Tout le monde connaît le mot cacao, pas grand monde sait à quoi ressemble une fève, et quasiment personne n’a idée de l’incroyable parcours qui mène au chocolat !
Il y a effectivement de nombreuses phases, notamment sur les fèves, toutes importantes pour le développement du produit final. La première clé de la qualité, c’est la fraîcheur : avant fermentation, la fève doit être belle, fraîche, saine. Ça paraît simple, mais ça ne l’est pas ! Il faut être « au bord du champ » pour y parvenir. On ne peut réussir qu’en subventionnant la filière et en mettant une grosse infrastructure à la disposition des paysans. La deuxième phase, c’est la fermentation. On place les fèves dans de grandes caisses en bois, sous des feuilles de bananiers. Cette fermentation est dans un premier temps alcoolique, puis elle devient acétique.
On a vu que cette phase ne dure que 4 jours en Équateur, alors qu’elle est souvent de 6 à 7 jours ailleurs. Pourquoi ?
Cette différence s’explique par la nature particulièrement subtile et volatile des arômes de fèves d’Équateur. Ces arômes se développant principalement lors de cette phase, il est d’ailleurs préférable de mettre en place des coopératives performantes où la qualité est plus facile à contrôler que de confier ce travail au producteur. Idem pour le séchage, qui est la troisième phase, laquelle dure environ une semaine. Il est parfois nécessaire de remuer les fèves toutes les heures, de faire « chanter » le cacao, ce que l’on fait minutieusement en coopérative. Mais ce qu’il faut surtout retenir, c’est qu’au moment où on exporte le cacao, qualitativement, tout est pratiquement joué. C’est lors de ces trois phases que l’on rend possible un bon chocolat.
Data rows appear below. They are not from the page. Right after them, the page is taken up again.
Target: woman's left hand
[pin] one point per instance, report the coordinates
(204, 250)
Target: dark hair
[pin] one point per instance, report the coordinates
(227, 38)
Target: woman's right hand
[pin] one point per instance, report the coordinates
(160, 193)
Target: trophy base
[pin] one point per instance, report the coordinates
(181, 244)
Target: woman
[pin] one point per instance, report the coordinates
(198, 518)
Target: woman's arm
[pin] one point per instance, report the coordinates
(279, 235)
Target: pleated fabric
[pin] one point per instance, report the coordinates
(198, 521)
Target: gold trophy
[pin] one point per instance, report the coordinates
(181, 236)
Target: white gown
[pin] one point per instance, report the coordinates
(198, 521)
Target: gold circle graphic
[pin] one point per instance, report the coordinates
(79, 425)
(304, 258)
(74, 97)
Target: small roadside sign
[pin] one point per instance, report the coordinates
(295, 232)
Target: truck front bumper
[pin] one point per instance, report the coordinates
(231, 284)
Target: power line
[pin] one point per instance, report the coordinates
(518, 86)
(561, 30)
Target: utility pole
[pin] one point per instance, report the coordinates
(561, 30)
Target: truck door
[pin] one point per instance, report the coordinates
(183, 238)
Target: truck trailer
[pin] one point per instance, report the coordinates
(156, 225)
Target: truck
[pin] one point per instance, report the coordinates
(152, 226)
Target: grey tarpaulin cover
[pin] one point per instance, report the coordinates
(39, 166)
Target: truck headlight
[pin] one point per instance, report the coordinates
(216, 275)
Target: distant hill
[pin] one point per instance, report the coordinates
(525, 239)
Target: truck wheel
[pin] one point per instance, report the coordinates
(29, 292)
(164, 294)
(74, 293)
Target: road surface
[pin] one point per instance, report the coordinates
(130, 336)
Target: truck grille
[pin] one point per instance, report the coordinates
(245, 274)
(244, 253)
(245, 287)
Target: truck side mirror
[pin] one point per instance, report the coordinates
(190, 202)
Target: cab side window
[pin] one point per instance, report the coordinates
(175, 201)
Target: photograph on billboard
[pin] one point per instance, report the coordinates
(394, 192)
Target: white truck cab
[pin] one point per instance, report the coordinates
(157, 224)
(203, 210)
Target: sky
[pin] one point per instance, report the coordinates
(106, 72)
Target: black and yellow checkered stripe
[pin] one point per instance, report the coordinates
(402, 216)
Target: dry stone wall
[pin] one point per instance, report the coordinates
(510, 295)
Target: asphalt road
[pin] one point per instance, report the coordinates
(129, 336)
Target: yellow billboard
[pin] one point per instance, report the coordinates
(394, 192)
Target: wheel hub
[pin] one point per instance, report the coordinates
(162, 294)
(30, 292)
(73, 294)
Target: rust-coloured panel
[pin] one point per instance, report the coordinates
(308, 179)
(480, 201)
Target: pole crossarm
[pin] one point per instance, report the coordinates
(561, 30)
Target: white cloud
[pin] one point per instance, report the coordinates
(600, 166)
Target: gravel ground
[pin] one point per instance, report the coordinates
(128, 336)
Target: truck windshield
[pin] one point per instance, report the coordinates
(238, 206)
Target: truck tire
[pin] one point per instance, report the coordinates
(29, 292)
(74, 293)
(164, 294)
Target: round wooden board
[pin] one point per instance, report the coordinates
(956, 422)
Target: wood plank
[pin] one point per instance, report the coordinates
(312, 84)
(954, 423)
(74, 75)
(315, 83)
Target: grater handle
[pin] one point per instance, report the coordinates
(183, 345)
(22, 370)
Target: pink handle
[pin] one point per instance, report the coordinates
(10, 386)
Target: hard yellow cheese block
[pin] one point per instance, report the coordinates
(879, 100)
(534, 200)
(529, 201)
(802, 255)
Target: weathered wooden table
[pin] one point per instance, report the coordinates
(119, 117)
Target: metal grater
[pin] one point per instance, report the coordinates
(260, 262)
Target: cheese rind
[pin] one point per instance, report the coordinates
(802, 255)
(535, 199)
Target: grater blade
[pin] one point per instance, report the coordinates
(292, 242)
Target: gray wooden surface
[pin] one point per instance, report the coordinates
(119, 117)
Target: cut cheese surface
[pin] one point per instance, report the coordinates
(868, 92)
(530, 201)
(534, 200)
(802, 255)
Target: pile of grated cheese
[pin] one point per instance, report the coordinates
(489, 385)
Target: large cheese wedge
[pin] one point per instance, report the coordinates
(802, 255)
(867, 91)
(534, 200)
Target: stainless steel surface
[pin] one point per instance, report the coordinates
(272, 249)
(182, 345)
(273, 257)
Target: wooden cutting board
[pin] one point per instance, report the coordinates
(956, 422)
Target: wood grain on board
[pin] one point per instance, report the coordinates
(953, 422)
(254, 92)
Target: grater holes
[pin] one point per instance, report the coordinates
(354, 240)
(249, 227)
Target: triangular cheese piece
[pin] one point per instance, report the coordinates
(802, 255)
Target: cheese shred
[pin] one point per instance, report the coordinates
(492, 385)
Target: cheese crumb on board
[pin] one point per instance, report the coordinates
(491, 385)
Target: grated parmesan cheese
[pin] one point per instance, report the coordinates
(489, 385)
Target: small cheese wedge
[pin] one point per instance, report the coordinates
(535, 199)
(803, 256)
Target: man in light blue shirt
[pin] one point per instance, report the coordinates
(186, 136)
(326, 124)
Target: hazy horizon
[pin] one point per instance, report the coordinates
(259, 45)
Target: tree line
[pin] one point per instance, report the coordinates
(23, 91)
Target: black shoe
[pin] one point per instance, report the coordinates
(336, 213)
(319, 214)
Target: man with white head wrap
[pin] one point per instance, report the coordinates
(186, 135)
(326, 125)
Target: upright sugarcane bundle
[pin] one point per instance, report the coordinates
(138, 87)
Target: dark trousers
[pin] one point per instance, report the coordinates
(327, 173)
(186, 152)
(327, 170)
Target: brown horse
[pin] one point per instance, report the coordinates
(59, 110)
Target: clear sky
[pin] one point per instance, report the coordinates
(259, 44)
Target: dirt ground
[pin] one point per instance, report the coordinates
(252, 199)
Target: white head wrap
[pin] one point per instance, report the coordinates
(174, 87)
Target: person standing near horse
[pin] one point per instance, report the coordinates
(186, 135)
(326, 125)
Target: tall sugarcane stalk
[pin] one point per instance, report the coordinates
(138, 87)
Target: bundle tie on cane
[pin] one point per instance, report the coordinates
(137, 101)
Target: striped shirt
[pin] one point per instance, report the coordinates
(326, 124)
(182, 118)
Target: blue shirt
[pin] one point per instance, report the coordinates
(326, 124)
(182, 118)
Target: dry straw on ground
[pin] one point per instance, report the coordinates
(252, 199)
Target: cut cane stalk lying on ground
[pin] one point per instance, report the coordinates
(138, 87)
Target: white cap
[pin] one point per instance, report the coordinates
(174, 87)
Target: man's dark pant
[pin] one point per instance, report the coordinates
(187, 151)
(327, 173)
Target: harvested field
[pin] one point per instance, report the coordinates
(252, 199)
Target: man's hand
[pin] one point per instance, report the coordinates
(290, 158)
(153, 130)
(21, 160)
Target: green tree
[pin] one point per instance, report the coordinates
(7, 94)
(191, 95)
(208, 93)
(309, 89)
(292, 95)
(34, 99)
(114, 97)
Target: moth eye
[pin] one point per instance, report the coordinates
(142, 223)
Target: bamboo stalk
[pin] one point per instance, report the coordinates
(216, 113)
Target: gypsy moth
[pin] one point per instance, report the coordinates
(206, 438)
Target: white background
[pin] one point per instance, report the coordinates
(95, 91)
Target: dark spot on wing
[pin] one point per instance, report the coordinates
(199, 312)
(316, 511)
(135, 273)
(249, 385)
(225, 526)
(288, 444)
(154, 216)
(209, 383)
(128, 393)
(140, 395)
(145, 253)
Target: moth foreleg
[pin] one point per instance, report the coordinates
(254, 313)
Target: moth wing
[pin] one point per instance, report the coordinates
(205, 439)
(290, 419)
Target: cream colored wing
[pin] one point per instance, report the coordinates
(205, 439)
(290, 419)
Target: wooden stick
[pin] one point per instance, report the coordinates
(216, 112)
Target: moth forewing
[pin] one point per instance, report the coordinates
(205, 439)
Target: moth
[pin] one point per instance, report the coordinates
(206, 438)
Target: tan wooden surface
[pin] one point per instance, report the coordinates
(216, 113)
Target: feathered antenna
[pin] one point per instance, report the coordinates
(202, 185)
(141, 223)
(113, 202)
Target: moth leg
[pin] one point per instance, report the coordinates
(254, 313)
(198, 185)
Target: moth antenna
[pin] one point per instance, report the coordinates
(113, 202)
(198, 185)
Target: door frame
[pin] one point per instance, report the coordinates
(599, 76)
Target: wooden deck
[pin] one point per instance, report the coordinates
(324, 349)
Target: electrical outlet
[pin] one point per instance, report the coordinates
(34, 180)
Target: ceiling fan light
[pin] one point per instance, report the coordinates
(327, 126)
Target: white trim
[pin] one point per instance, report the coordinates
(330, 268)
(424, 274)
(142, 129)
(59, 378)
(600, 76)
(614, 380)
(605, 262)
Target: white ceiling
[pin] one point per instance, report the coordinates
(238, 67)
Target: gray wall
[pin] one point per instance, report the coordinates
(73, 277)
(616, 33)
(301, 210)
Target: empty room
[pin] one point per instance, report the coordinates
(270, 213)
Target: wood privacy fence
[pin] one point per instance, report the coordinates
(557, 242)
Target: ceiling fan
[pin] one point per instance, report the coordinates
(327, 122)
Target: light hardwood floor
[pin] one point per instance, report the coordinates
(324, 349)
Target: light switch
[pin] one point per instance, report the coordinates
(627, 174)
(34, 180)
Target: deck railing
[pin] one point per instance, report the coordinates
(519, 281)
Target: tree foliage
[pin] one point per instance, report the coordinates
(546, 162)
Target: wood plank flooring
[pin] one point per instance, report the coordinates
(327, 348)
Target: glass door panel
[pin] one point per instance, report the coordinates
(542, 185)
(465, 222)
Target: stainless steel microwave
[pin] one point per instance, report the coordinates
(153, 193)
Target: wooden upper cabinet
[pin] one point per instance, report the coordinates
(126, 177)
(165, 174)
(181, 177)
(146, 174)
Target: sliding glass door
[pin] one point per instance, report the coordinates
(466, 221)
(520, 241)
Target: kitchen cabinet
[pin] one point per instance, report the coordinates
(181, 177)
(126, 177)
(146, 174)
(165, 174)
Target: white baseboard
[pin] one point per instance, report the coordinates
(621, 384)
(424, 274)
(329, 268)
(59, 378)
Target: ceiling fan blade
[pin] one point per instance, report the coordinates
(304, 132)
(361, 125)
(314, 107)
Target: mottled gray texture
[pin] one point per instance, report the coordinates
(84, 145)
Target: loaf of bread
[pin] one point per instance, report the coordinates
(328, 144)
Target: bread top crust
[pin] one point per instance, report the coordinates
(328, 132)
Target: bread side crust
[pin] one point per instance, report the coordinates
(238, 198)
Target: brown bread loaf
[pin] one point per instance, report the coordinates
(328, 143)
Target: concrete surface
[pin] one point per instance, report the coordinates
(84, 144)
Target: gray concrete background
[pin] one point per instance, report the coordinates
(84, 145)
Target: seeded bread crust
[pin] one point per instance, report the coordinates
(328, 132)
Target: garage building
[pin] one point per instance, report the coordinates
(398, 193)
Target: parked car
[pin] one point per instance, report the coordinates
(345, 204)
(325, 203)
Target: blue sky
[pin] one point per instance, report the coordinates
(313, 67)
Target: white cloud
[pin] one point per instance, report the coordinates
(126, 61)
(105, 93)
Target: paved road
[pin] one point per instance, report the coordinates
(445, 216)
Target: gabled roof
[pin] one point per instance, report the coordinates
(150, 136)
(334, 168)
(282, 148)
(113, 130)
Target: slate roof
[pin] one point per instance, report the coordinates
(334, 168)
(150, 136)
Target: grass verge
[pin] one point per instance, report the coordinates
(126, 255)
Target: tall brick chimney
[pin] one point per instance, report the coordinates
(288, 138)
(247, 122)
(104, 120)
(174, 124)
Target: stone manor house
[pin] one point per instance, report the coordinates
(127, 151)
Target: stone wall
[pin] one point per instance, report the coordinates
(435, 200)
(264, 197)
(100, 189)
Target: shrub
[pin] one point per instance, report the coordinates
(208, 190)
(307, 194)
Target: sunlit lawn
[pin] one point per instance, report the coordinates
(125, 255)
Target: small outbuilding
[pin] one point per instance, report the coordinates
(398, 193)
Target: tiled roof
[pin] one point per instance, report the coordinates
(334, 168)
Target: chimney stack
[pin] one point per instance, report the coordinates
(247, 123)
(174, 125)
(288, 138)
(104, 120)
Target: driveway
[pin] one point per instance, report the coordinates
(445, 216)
C’est donc sur place que nous mettons toute notre énergie.
T’arrive-t-il d’avoir recours à d’autres fèves que celles qui proviennent de tes programmes ? En cas de manque, par exemple ?
Je n’ai jamais de ma vie acheté du cacao au téléphone, ne serait-ce qu’un kilo ! Toutes nos fèves proviennent de nos coopératives en Équateur, à Sao-Tomé ou Vanuatu.
Est-ce là une pratique répandue chez les fabricants ?
On ne doit pas être très nombreux… Ce qui est sûr, c’est qu’en bio, nous sommes les seuls.
On a donc décrit ce qui fait l’essentiel de la qualité de la fève, mais on ne sait pas comment on obtient du chocolat… Que se passe-t-il, une fois le cacao arrivé en Europe ?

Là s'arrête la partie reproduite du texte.